#843: Web Audio API: RenderCapacity API

Visit on Github.

Opened May 10, 2023

I'm requesting a TAG review of RenderCapacity API.

Generally, the Web Audio renderer’s performance is affected by the machine speed and the computational load of an audio graph. However, Web Audio API does not expose a way to monitor the computational load, and it leaves developers no options to detect glitches that are the essential part of UX in audio applications. Providing developers with a “glitch indicator” is getting more important because the scale of audio applications grows larger and more complex. (Developers have been asking for this feature since 2018.)

Further details:

  • [v] I have reviewed the TAG's Web Platform Design Principles
  • Relevant time constraints or deadlines: 2023 Q2~Q3
  • The group where the work on this specification is currently being done: W3C Audio WG
  • The group where standardization of this work is intended to be done (if current group is a community group or other incubation venue): N/A
  • Major unresolved issues with or opposition to this specification: N/A
  • This work is being funded by: N/A

We'd prefer the TAG provide feedback as (please delete all but the desired option): 💬 leave review feedback as a comment in this issue and @hoch @padenot

Discussions

2023-07-mos-eisley

Minutes

Overall looks good. Unsure what "load" means in this case; do they mean Unix loadavg? If so, that doesn't work on Windows. Tess commented to this effect.

2023-08-21

Minutes

https://github.com/w3ctag/design-reviews/issues/846

2023-09-04

Minutes

Sangwhan: multiple subsystems in the web platform... webrtc and webaudio... webaudio is carved out as its own island. Mainly because of the latency requirements... This proposal is trying to address this - that's great - but only for webaudio. WebGPU and WebRTC... Maybe we could discuss at TPAC because we have a necessity to solve this problem.

Dan: Noting multiple stakeholders - Google and Mozilla people involved.

Sangwhan: Converging worker and web audio...

2024-01-london

Minutes

Sangwhan: similar to compute pressure, but bound to audio worker. Exposes less information. All you know is given the peak compute capacity of the audio worker, where are you sitting when it comes to the amount of pressure, you get that through an event. A level of anonymity where... you could do a side channel from a different tab, but less rewarding than doing it through compute pressure. Use case proposed is to reduce the amount of compute time allocated in the event you are experiencing pressure on the audio worker. If you have high pressure on the audio worker and you're not adequately responding to that, audio glitches. I think it's unfortunate we're trying to introduce two different patterns for this, I've comment. A related proposal on webworkers.. so 3 conflictingish things related to compute capacity and quality of service guarantees. If we let all 3 ship we're going to have inconsistencies in the platform. COmmented but don't think there has been any progress made. I don't think audio wg will revisit this with a new design.

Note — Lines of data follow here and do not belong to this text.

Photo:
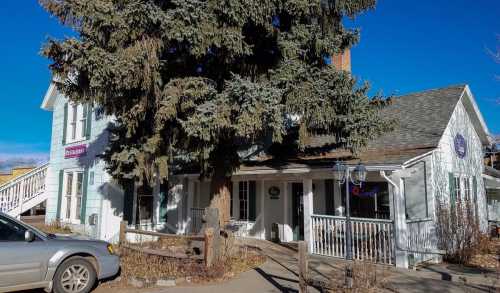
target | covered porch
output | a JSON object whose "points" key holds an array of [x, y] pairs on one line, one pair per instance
{"points": [[303, 203]]}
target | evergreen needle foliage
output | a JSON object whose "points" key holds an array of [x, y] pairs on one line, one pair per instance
{"points": [[196, 81]]}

Martin: seems like it provides a lot of granular informationa bout the load on the machine that does escape the sandbox - dependant on what others are doing as much as on what this particular app is doing.

Sangwhan: correct, you can use it as a side channel, from a different origin.. most people have only one audio device so only one audio worker. Compute pressure has a much bigger problem in that sense. Doesn't mean this proposal has zero issues.

Martin: one of the nice things about an audio worker is it runs in a very high priority context, so it has access to very good timing information typically. You are less likely to be preempted by workers operating in other threads or processes, so it provides you a very clean source of timing signal. Not necessarily as much information about what the load is ordinarily.

Yves: the higher priority means you don't really know the real load of all the other things needed for the browser. That's why the compute pressure api can give completely different results from the web audio render capacity one because of that.

Sangwhan: definite characteristics specific to audio workers. Strong preference to have it not migrated across cpus. Cost to that. Quite likely pinned to the cpu

Yves: depends on architecture of the machine

Sangwhan: Valid use case. Don't like the fact we're reinventing things

Yves: it's measuring different things in different contexts. THe thing is, having the same kind of api would be good. Or a general api that sets to the context. Is the context high priority web audo things, or a web rendering thing, or something else?

Martin: alternative api, off the top of my head, if you have the ability to scale you can provide multiple implementions of your audio context and the browser can pick which one it execustes based on load. If one starts lagging it executes the one that's supposed to be faster

Yves: can this be abused to get some information?

Martin: absolutely

Yves: using the webaudio api no signal just to check what is the current load of the signal

Sangwhan: interesting appraoch.. would have the same problems.. when you switch from one version to another and it happens as a side effect from a different origin you're going to expose the same information..

Martin: not necessarily at the ame granularity

Sangwhan: wouldn't alleviate the problem of timer granularity guarantees, unless you start adding nosie which I think is a bad idea for an audio worklet. Taking a scalar and quantizing it to different buckets, so in that sense your'e reducing the amount of entropy exposed. I have bigger concerns about the inconsistencies across apis for mechanisms for providing such functionality, than privacy concerns.

Martin: explain further

Sangwhan: capacity event and compute pressure should be more consistent so there's interop, and the QoS api which takes a different approach to solve a different problem. It's a wob worker proposal so doesn't fit into this context - audio workers are less webby, this is more attached to the DOM. Maybe we can let that one slide

Amy: they responded to this with some reasons why.. Are we at a place we can close with concerns, or is there more work to be done?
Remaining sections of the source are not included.